Linnie bends down and tries to retrieve them only to spill a couple of video tapes from the grocery bag. She stumbles drunkenly to her right and lands heavily against the wall.

Linnie sighs deeply and stands there with her legs apart for balance, catching her breath.

Linnie puffs hard and decides to set the bag of video tapes on the lobby table only to miss it again and have the tapes crash to the floor and scatter.

LINNIE
(frowning at the tapes)
Oh, phooey!

She throws the cover back from the bird cage and looks at the five rats inside.

LINNIE
(continuing)
Are you guys all right in there?

She heads down the hallway only to stagger and slam the cage heavily against the wall.

From inside the cage the rats protest loudly.

SIMULTANEOUS DIALOGUE:

CEDRIC
Ouch!

CONNAUGHT
Look out!

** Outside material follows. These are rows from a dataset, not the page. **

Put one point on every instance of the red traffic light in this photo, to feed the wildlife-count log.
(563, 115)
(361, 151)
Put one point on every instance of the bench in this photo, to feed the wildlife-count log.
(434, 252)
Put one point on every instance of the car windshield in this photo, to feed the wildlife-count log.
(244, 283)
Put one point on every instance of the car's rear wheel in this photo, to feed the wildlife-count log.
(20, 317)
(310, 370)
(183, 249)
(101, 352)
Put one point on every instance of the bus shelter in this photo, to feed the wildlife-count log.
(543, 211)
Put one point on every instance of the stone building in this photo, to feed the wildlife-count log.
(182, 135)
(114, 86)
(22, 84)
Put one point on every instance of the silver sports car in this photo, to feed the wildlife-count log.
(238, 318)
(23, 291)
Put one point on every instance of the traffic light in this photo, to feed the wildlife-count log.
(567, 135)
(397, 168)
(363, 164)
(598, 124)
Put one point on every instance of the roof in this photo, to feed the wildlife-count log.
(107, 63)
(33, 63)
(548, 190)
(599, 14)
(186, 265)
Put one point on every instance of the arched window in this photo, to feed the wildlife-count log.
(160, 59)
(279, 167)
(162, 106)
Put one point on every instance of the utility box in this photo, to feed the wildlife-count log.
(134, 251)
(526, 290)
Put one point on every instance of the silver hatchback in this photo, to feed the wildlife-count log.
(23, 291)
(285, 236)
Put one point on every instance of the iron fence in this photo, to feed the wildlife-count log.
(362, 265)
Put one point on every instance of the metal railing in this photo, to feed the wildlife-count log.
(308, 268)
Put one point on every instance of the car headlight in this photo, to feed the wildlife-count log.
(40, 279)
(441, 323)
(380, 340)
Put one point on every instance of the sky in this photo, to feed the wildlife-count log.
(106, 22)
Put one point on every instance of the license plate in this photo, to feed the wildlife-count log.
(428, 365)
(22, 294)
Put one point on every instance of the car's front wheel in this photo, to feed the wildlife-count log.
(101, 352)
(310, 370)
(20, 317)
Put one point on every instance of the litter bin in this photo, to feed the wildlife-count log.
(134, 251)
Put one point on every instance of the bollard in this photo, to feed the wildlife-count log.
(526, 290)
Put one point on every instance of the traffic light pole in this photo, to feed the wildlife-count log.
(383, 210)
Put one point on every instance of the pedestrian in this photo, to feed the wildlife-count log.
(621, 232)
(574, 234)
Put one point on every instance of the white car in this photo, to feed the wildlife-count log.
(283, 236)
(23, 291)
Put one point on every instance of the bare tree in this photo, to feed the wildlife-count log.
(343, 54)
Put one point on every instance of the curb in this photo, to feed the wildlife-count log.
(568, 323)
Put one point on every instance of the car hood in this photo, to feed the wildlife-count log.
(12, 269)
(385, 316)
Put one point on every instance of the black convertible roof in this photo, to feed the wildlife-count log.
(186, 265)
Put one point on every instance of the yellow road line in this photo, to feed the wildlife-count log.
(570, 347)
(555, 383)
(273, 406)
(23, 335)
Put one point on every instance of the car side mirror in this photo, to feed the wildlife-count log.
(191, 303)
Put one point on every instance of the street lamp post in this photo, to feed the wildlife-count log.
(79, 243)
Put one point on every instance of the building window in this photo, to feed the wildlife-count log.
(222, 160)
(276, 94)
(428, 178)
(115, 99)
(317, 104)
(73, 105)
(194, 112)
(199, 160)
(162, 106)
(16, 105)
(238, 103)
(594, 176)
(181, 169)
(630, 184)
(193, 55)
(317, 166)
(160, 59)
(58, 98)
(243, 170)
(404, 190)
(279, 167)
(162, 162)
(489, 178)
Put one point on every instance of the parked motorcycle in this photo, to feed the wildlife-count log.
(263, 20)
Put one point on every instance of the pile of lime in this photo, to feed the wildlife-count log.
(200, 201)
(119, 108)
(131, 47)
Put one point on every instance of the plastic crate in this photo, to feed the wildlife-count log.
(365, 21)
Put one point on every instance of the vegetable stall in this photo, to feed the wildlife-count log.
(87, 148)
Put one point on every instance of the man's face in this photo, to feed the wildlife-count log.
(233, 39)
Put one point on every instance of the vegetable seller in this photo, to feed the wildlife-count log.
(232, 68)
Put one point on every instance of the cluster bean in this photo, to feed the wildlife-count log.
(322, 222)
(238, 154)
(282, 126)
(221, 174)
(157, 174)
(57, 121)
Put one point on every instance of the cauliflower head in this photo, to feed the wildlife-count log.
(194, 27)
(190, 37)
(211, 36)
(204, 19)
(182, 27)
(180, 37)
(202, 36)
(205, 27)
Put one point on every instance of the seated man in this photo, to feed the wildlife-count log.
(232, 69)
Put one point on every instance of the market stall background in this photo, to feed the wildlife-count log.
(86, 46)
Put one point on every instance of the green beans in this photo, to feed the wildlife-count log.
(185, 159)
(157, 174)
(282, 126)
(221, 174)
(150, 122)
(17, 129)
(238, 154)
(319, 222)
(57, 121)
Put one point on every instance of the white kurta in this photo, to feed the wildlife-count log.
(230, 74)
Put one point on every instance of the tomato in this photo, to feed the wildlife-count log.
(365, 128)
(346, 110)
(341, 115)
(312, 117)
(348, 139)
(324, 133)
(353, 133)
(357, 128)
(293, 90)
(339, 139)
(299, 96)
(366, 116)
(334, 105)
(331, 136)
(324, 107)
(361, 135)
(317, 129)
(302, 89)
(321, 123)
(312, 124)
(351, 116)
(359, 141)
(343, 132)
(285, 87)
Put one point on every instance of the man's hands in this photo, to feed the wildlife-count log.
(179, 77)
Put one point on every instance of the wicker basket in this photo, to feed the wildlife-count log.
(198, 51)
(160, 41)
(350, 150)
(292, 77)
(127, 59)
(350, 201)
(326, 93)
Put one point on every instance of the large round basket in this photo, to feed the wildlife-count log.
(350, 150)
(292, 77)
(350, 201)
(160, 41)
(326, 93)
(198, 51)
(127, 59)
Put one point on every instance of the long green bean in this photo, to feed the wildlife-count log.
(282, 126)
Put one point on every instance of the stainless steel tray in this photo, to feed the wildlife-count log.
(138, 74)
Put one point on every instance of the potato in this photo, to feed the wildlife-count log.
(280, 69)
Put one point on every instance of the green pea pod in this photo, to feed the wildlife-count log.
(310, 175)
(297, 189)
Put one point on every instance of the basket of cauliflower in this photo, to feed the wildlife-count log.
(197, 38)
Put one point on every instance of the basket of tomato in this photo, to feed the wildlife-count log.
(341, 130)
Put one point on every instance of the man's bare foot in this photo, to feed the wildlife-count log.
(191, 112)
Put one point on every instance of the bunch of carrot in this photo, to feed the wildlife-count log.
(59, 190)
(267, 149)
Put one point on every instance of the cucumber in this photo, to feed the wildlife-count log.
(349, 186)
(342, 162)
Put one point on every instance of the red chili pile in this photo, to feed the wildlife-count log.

Look out!

ARGYLL
Ach, not again.

BACK TO SCENE

CEDRIC
(with great frustration)
For heaven's sake! Malcolm!

MALCOLM
I do spells, not miracles.

CONNOR (O.S.)
Get your foot out of me eye, you
bloody Scot!

Linnie recovers her balance and makes it down the hall to the bedroom.

INT. LINNIE'S APARTMENT BEDROOM - NIGHT

Linnie staggers into the bedroom and deposits the bird cage atop a chest of drawers unceremoniously. She tosses the cover aside, unlocks the cage door and spreads her arms wide apart - a female version of St. Francis of Assisi.

LINNIE
(with gusto)
You're free little furry creatures
of the sewer.

She places her purse on the chest beside the cage and yanks out the vodka bottle.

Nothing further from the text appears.